This message often points to improper solutions/out-of-bounds parameter estimates/Heywood cases. You can check the completely standardized solution ("std.all" in lavaan, see https://rdrr.io/cran/lavaan/man/standardizedSolution.html) for latent correlation estimates > |1|. This warning message may also point to zero or negative latent variance estimates (less likely for a CFA model).
Also common when factors are highly correlated: this can be due to dependencies among more than 2 latent variables (one latent variable may be a perfect linear function of a set of other factors in the model, i.e., it is perfectly predictable from other factors). In that situation, there may be no single improper estimate in the output.

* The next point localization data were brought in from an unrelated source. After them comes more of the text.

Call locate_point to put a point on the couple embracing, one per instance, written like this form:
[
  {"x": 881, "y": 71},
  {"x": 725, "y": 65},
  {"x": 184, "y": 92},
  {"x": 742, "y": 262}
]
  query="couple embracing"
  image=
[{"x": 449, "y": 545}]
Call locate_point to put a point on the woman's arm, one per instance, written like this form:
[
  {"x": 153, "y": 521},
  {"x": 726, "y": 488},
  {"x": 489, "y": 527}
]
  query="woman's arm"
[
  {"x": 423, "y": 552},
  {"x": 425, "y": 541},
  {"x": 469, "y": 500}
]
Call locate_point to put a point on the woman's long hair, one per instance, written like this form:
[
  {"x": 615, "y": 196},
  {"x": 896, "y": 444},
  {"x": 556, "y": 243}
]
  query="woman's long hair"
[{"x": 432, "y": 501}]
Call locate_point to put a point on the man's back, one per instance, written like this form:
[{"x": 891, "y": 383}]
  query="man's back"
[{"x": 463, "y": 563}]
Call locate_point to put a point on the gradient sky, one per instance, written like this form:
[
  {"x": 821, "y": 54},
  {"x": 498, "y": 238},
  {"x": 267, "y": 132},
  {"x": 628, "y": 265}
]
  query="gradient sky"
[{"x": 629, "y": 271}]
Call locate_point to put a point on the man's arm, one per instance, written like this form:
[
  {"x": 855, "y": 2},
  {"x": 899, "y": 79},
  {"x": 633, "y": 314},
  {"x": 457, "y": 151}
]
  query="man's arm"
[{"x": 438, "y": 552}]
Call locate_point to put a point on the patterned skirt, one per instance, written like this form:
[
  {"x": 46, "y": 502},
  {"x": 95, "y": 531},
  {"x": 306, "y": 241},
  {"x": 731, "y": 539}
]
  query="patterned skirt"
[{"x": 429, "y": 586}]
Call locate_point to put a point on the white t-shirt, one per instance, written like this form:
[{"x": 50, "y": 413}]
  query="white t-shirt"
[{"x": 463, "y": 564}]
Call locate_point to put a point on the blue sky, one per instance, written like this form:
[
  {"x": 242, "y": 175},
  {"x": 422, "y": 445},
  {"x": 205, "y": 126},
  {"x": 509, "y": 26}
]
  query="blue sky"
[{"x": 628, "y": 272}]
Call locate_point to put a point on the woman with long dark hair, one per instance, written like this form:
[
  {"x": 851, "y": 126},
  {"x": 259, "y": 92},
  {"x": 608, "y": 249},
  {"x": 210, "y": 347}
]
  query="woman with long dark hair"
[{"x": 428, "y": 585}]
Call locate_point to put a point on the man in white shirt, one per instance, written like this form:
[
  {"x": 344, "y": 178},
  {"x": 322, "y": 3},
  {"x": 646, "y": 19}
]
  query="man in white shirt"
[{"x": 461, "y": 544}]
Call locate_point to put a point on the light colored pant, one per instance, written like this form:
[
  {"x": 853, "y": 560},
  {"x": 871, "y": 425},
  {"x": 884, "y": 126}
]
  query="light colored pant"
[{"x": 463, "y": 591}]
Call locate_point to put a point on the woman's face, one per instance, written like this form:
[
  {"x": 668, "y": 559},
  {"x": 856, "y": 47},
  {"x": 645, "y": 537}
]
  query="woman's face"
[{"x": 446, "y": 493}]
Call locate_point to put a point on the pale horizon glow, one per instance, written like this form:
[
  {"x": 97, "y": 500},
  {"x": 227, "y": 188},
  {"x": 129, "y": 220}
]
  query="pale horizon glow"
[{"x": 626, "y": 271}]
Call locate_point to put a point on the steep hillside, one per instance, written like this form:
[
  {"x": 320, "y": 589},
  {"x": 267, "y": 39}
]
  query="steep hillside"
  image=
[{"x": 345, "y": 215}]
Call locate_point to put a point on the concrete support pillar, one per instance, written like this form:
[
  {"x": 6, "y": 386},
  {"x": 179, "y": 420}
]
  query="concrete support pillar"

Do you have highly correlated factors in your model? It could be that some factors are so highly correlated (lack discriminant validity) that they could be collapsed into one factor.
To elaborate on Christian Geiser's comment, your five factors are indeed highly correlated in the "troublesome" adolescent sample:
F1,F2: .72
F1,F3: .82; F2,F3: .90
F1,F4: .68; F2,F4: .94; F3,F4: .79
F1,F5: .79; F2,F5: .82; F3,F5: .92; F4,F5: .89
So, the collinearity among the factors is clearly an issue. With relationships that strong, you may want to reconsider the factor structure. Either a second-order model or a single factor model might be viable options, given your results.